Investor pessimism on inflation increases, a Gallup poll released on Tuesday (July 13) revealed. According to the poll, investors’ outlook for inflation fell 15 points to -43 in the second quarter of 2021 after being reported at -28 in the first quarter of the year.
Earlier, the U.S. Bureau of Labor Statistics said the consumer price index accelerated to 5.4% in June on an annual basis from 5% in May, hitting a fresh high since August of 2008 and well above forecasts of 4.9%
Biggest price increases were recorded for used cars and trucks (soaring by 45.2%), gasoline (45.1%), fuel oil (44.5%), utility gas service (15.6%) and transportation services (10.4%). Shelter costs were up 2.6% and food 2.4%.
Stripping out volatile food and energy prices, the so-called core Consumer Price Index (CPI) rose 4.5% from a year before, the sharpest move for that measure since September 1991 and well above the estimate of 3.8%.
On a monthly basis, data showed price gains of 0.9% the biggest one-month jump since June 2008. Economists had expected consumer prices to rise by 0.5%.
Inflation has been on the rise this year amid low base effects from 2020 and as the economic recovery picks up, pandemic-related business restrictions ease and demand surges. Meanwhile, high commodity prices, supply constraints and higher wages as companies grapple with ongoing labour shortage continue to weigh on the CPI.
However, policymakers at the Federal Reserve expect the current period of higher inflation to be a transitory occurrence which will fade as Covid-19 related restrictions ease further and supply catches up with pent-up demand from consumers eager to get back to business, shopping, traveling and other activities suspended during lockdowns.
White House officials have also expressed confidence that the surge in prices would abate.
A survey from Bank of America released also on Tuesday indicated that professional investors are more inclined to believe that inflation will be temporary.
“Whether the inflation surge is temporary is a key question for the U.S. economy and financial markets—and the Federal Reserve’s easy-money policies aimed at helping the economy through the pandemic” the Wall Street Journal wrote on Tuesday.
“What this really shows is inflation pressures remain more acute than appreciated and are going to be with us for a longer period,” said Sarah House, senior economist for Wells Fargo’s corporate and investment bank.
“The surge in demand triggered by the easing of Corona-related restrictions is causing significant bottlenecks and price increases in parts of the economy,” said Dr. Christoph Balz, Senior Economist at Commerzbank. “Under these circumstances, the Fed’s tapering of its bond purchases is drawing closer.”
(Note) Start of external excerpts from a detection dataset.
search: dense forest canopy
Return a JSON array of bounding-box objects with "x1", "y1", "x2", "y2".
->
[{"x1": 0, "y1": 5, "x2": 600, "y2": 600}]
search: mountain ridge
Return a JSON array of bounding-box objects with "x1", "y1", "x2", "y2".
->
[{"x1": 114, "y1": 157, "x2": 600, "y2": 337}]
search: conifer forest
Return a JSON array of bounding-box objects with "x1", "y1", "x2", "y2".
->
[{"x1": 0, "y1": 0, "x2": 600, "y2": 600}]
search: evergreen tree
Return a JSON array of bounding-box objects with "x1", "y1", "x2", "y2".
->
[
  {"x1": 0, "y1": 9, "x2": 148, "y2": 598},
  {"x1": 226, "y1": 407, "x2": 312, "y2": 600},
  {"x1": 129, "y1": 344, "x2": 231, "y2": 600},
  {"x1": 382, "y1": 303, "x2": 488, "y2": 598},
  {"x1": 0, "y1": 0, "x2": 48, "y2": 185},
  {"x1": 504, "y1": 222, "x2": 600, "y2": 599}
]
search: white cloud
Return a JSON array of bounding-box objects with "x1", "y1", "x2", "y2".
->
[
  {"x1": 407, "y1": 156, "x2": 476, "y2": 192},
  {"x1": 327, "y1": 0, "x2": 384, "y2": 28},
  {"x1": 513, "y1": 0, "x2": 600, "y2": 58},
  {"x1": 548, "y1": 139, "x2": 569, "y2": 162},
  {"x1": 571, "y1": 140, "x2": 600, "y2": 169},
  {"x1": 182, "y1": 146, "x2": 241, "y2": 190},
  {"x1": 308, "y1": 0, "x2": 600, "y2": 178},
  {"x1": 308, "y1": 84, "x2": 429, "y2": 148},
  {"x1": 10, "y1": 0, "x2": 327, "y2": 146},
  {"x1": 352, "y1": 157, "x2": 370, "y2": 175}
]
“If the gas crisis is a candle flame and lumber prices are a campfire, then growing inflation is a forest fire that has ignited, and may eventually burn through our entire economy,” Texan Sen. Ted Cruz, R-Texas, wrote on Twitter.
Meanwhile, as big fiscal stimulus policies overheated the economy, households are feeling the pain of inflation everywhere — from the supermarket to gas stations to housing, apparel, airline fares and beyond.
Inflation is rising not only in the U.S. but around the world: Have a look at Canada, Brazil, the European Union, India and Japan, Romania, South Africa, Switzerland and you get the picture.